NEW YORK, United States, Thursday September 1, 2011 – Jamaican drug lord Christopher ‘Dudus’ Coke has pleaded guilty in a deal with US prosecutors to avoid spending the rest of his life in prison.

Coke, 42, pleaded guilty yesterday in Manhattan Federal Court to one count of racketeering conspiracy and one count of conspiracy to commit assault with a dangerous weapon in aid of racketeering.

He will be sentenced on December 8. Under the plea deal, the prosecution will not proceed with the other gun and drug running charges.

The US went through a prolonged extradition process to get Coke to face trial on the charges.

After initial resistance from the Jamaica government, an extradition order was issued and Coke went into hiding, as gunmen loyal to him faced off with police and soldiers who went to his inner-city Tivoli Gardens, West Kingston community in search of him.

He was captured on June 22 last year, a month later. Coke’s attorney, Stephen Rosen, said that a combination of the court’s refusal to throw out wiretap evidence against his client and 12 convicts from Tivoli Gardens set to testify about him committing several murders in furtherance of his alleged drug and gun running operations prompted Coke to enter the plea.

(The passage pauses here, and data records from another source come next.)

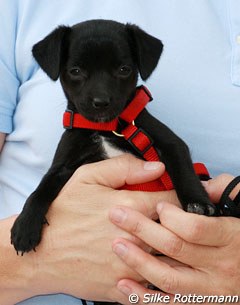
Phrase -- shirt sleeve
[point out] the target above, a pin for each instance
(9, 82)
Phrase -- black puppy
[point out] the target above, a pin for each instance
(98, 63)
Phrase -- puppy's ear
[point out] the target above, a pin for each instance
(48, 52)
(146, 49)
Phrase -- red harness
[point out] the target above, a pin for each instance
(137, 137)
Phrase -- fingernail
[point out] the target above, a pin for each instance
(120, 249)
(160, 207)
(205, 183)
(149, 166)
(118, 215)
(125, 289)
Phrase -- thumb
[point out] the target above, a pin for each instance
(119, 171)
(217, 185)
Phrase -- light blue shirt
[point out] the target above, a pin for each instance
(196, 86)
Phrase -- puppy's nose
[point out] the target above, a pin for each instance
(98, 102)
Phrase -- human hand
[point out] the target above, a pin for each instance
(75, 256)
(202, 252)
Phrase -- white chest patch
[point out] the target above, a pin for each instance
(110, 151)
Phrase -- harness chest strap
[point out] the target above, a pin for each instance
(137, 137)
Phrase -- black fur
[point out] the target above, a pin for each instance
(98, 63)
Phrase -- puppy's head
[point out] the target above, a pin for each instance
(98, 63)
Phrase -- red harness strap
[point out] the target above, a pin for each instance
(137, 137)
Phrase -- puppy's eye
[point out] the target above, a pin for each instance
(77, 72)
(124, 71)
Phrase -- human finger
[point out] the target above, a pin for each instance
(160, 274)
(197, 229)
(160, 238)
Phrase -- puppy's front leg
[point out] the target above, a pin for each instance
(175, 154)
(27, 229)
(71, 153)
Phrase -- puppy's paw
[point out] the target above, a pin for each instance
(26, 232)
(202, 209)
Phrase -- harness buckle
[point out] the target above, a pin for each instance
(140, 151)
(70, 126)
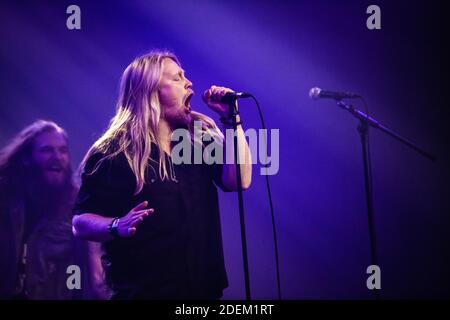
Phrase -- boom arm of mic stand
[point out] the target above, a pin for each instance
(375, 124)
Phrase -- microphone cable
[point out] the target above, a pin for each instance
(274, 230)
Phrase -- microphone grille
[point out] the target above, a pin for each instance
(314, 93)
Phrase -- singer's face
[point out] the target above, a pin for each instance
(175, 92)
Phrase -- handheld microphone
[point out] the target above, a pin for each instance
(228, 97)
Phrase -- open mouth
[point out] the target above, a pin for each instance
(187, 101)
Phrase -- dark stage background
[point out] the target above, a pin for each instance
(276, 50)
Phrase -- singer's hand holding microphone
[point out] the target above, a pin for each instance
(218, 99)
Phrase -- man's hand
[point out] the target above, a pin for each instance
(128, 224)
(215, 93)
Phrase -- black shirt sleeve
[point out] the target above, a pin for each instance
(107, 190)
(217, 170)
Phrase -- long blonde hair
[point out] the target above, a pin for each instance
(134, 127)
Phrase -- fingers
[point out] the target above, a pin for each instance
(140, 206)
(216, 92)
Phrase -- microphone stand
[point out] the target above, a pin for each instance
(233, 114)
(364, 122)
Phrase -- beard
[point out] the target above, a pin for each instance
(47, 197)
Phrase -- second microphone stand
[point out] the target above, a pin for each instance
(363, 129)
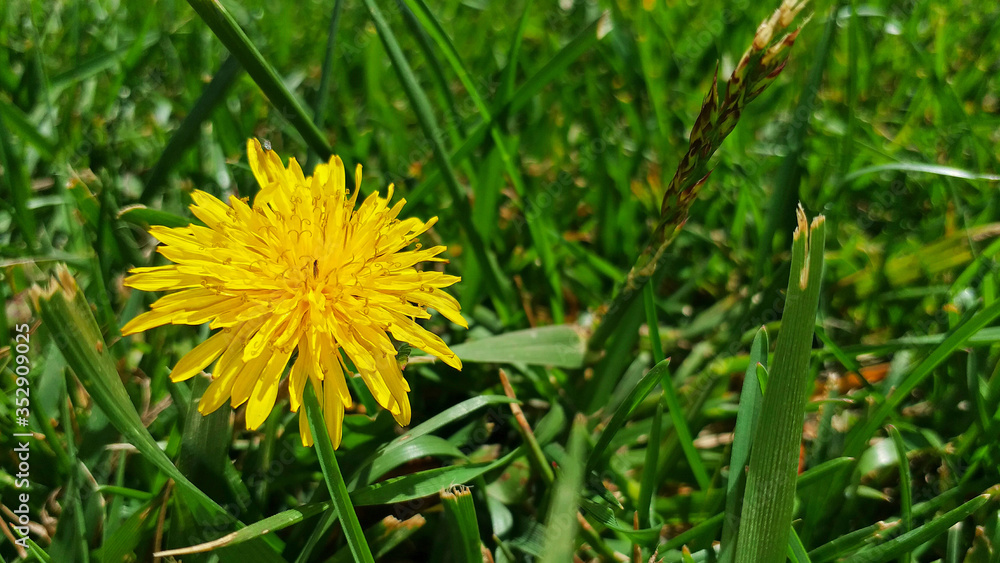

“The only way I could guarantee Christopher Coke going home to Jamaica is to accept [this] plea… [Coke] knew what he was facing up here. He knows that it is a difficult place,” Rosen said.

He could have been imprisoned for life if he had been convicted of the charges after a trial.

But as a result of the plea agreement, the most Coke could be jailed for is 23 years. He faces a maximum sentence of 20 years in prison on the racketeering conspiracy charge, along with a maximum term of five years’ supervised release, and a maximum fine of US$250,000 or twice the pecuniary gain from the offence.

On the conspiracy to commit assault in aid of racketeering charge, he faces a maximum sentence of three years in prison, a maximum term of one year of supervised release, and a maximum fine of US$250,000, or twice what he gained from the offence.

US Attorney for the Southern District of New York Preet Bharara, who referred to Coke as the leader of the Jamaica-based international criminal organisation, ‘Shower Posse’ – also known as the ‘Presidential Click’ – said the plea was “a welcome conclusion to this ugly chapter of criminal history.”

Many Jamaicans have fervently supported Dudus throughout his trials.

“For nearly two decades, Christopher Coke led a ruthless criminal enterprise that used fear, force and intimidation to support its drug and arms trafficking ‘businesses’.

“He moved drugs and guns between Jamaica and the United States with impunity,” he said in a statement.

According to the Superseding Information filed Wednesday in court, since the early 1990s, Coke led the ‘Presidential Click’, with members in Jamaica, the US, and other countries, and controlled the Tivoli Gardens area.

It said Tivoli Gardens was guarded by a group of gunmen who acted at Coke’s direction and were armed with illegally trafficked firearms from the US that Coke imported into Jamaica.